Leclercq-Vandelannoitte, Aurélie, ‘Foucault and Phenomenology, a Tense and Complex Relationship: From Anti-Phenomenology to Post-Phenomenology’, in François-Xavier de Vaujany, Jeremy Aroles, and Mar Pérezts (eds), The Oxford Handbook of Phenomenologies and Organization Studies, Oxford Handbooks (2023; online edn, Oxford Academic, 26 Jan. 2023),
In line with observers that have recently reconsidered the relationship between Foucault and phenomenology, this chapter argues that Foucault’s philosophy inevitably falls within the scope of phenomenology, by rediscovering and extending its potentialities (Legrand, 2008).
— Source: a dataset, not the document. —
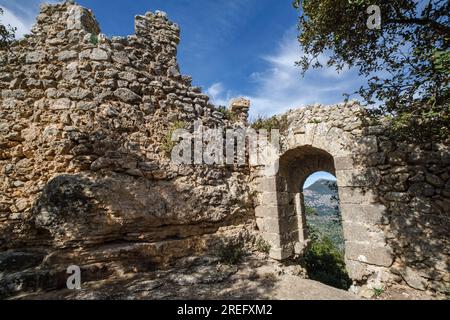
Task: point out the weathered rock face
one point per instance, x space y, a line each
393 195
84 121
86 180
To do justice to the real nature of the relationship between Foucault and phenomenology, this chapter aims to highlight the possible affiliation and peculiar significance that phenomenology has taken in Foucault’s approach, and to show how Foucault extended the potentialities and richness of phenomenology towards a new approach of phenomenology, known as ‘post-phenomenology’. To that end, we consider Foucault’s three main theses (Burrell, 1988) through the prism of phenomenology: we first consider the relationship between the young Foucault and the phenomenology developed by Husserl, in terms of historicity and archaeology; we then analyse Foucault’s relationship with phenomenology through the prism of the historicization of the transcendental, expressed in Foucault’s genealogy of the subject, revealing unexpected resemblances between Foucault’s and Merleau-Ponty’s views; last, we explore Foucault’s reconsideration of the subject, through his developments of the hermeneutics and ethics of the self, revealing an active mode of experimentation largely influenced by Heidegger’s approach, and further inscribing his work in the wake of Ricoeur and Merleau-Ponty.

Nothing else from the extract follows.